Composition and function of macroencapsulated human embryonic stem cell-derived implants: comparison with clinical human islet cell grafts

2014 
β-Cells generated from large-scale sources can overcome current shortages in clinical islet cell grafts provided that they adequately respond to metabolic variations. Pancreatic (non)endocrine cells can develop from human embryonic stem (huES) cells following in vitro derivation to pancreatic endoderm (PE) that is subsequently implanted in immune-incompetent mice for further differentiation. Encapsulation of PE increases the proportion of endocrine cells in subcutaneous implants, with enrichment in β-cells when they are placed in TheraCyte-macrodevices and predominantly α-cells when they are alginate-microencapsulated. At posttransplant (PT) weeks 20–30 , macroencapsulated huES implants presented higher glucose-responsive plasma C-peptide levels and a lower proinsulin-over-C-peptide ratio than human islet cell implants under the kidney capsule.

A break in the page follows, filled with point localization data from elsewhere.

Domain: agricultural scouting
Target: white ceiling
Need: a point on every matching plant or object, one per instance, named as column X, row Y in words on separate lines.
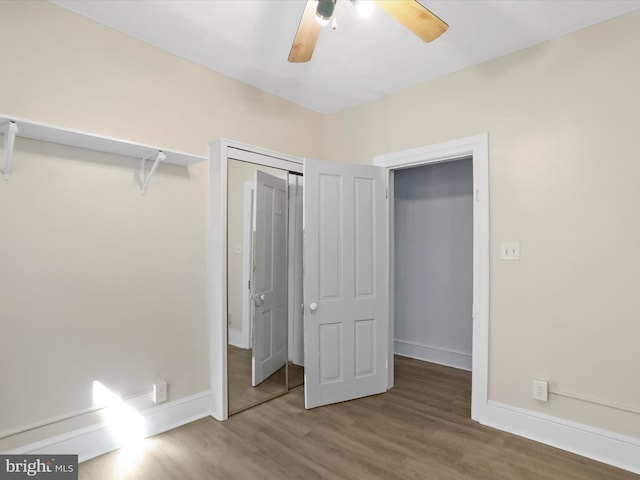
column 363, row 59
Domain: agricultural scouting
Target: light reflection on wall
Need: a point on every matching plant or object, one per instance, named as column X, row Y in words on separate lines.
column 124, row 423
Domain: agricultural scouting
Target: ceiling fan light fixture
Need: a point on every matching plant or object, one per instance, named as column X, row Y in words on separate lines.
column 324, row 11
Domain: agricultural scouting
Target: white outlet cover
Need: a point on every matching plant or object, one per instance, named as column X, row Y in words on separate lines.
column 540, row 390
column 510, row 250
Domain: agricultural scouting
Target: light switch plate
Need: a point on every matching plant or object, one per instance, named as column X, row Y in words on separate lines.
column 510, row 250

Their ex vivo analysis showed the presence of single-hormone-positive α- and β-cells that exhibited rapid secretory responses to increasing and decreasing glucose concentrations, similar to isolated human islet cells. However, their insulin secretory amplitude was lower, which was attributed in part to a lower cellular hormone content; it was associated with a lower glucose-induced insulin biosynthesis, but not with lower glucagon-induced stimulation, which together is compatible with an immature functional state of the huES-derived β-cells at PT weeks 20–30 . These data support the therapeutic potential of macroencapsulated huES implants but indicate the need for further functional analysis. Their comparison with clinical-grade human islet cell grafts sets references for future development and clinical translation.